Data do Abrace a Serra da Moeda tem justificativa histórica

 

A data da 10ª edição do Abrace a Serra da Moeda, 21 de abril, foi escolhida de forma proposital, já que a Inconfidência Mineira, comemorada neste dia, simboliza a luta dos mineiros contra a exploração de seus recursos naturais e as arbitrariedades cometidas pela Coroa Portuguesa no período em que o Brasil ainda era uma colônia.

Mais de 10 ônibus sairão das comunidades próximas a Serra da Moeda levando a população local – vários remanescentes de quilombos – para realizarem o abraço simbólico no topo da montanha. Haverá manifestações culturais da região durante o abraço.

A Organização do protesto pede que os participantes levem protetor solar e boné. Haverá distribuição gratuita de água.

Informações sobre a Serra da Moeda

Localizada no Quadrilátero Ferrífero e ao sul da cadeia de montanhas do Espinhaço, a Serra da Moeda está a 15 km de Belo Horizonte. Com 1500 metros de altitude, abriga inúmeras nascentes e uma vasta biodiversidade. A vertente de Brumadinho, onde se realiza o abraço simbólico, vem se firmando também como um dos destinos turísticos mais atraentes nas proximidades da capital mineira. A beleza cênica, altitude, relevo e a condição climática tornaram o espaço ideal para a prática de esportes outdoor, como voo livre, mountain bike, cavalgadas e caminhadas. A gastronomia local também é outro grande atrativo.

 

Sobre a ONG

Responsável pelo abraço a Serra da Moeda, protesto realizado anualmente desde 2008, a ONG Abrace a Serra da Moeda tem se destacado pela defesa das águas e serras de Minas Gerais.

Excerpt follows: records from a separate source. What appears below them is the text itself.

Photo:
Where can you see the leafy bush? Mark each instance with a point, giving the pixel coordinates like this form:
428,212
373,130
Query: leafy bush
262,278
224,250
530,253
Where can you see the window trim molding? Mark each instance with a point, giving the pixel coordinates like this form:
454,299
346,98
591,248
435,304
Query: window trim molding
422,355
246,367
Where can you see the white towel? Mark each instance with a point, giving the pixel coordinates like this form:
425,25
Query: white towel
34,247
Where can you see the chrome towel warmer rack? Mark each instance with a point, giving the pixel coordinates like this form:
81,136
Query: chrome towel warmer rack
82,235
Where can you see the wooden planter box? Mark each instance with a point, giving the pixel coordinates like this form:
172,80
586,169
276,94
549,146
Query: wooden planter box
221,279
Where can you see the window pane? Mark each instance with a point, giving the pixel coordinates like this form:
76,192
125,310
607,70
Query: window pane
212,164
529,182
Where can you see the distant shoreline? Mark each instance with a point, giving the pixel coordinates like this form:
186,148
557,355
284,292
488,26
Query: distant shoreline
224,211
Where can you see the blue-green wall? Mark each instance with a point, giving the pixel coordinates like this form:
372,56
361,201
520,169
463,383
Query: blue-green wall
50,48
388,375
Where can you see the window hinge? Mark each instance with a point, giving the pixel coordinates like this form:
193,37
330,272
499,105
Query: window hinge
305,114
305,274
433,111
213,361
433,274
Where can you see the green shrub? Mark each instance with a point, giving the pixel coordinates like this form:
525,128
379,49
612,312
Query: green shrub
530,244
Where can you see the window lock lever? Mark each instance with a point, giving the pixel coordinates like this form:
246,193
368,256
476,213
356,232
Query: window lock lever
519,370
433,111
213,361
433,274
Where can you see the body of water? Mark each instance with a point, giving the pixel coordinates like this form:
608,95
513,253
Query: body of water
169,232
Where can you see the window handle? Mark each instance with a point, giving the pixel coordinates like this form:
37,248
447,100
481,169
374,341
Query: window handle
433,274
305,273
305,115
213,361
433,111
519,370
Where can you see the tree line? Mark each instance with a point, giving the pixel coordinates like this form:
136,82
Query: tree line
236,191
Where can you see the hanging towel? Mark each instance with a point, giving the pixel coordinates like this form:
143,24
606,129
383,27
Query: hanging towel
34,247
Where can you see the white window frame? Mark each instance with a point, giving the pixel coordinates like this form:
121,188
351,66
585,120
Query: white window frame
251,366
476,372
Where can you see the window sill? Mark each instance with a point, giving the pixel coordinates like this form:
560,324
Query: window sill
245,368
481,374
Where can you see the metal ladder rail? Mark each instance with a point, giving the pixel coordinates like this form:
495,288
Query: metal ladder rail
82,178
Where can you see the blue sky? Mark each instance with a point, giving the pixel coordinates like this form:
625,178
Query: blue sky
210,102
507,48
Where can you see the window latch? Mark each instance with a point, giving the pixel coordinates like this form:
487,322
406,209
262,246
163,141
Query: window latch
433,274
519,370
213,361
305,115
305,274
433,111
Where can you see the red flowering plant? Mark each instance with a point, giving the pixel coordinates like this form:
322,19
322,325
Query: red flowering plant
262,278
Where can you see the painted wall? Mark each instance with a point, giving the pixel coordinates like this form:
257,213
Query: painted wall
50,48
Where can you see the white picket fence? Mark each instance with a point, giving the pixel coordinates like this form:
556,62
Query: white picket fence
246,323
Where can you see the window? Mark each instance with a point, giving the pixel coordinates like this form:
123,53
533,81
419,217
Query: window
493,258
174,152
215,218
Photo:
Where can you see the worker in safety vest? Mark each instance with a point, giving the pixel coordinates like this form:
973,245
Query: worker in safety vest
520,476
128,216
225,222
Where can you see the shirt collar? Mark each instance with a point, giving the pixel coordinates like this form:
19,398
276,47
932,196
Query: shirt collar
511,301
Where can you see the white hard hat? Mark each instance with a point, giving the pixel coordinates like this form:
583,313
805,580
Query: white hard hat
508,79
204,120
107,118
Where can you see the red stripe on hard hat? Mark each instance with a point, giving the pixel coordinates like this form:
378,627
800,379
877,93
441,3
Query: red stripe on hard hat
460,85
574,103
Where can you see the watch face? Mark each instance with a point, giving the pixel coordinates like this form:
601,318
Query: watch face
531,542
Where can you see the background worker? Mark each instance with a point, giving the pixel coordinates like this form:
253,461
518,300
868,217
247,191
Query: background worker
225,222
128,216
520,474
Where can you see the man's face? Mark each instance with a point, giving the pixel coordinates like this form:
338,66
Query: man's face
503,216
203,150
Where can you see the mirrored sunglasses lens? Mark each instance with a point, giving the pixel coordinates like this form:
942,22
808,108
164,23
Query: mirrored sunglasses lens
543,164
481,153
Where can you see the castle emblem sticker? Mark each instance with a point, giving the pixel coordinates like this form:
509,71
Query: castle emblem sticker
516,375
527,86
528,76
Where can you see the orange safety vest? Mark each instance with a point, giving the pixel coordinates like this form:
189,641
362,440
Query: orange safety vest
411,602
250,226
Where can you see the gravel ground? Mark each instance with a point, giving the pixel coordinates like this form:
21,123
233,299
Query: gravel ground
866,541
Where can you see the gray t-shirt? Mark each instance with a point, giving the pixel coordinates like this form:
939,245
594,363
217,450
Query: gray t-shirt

Inicialmente como movimento popular, constitucionalizou-se em associação civil em 2011.

Como chegar – Topo do Mundo
De BH – Acesso pela BR 040, sentido Rio de Janeiro – Continuar reto após o trevo de Ouro Preto (altura do Alphaville) e pegar a Saída 567 (Inhotim), à direita, subida para o condomínio Retiro do Chalé.

Levar protetor solar e boné!

Horário do Abraço – Pontualmente ao meio-dia

OBS: Serão disponibilizados 4 voos de helicópteros para a grande imprensa, que poderá utilizar este momento para fazer fotos e vídeos panorâmicos. A assessoria de imprensa ficará responsável pelas subidas.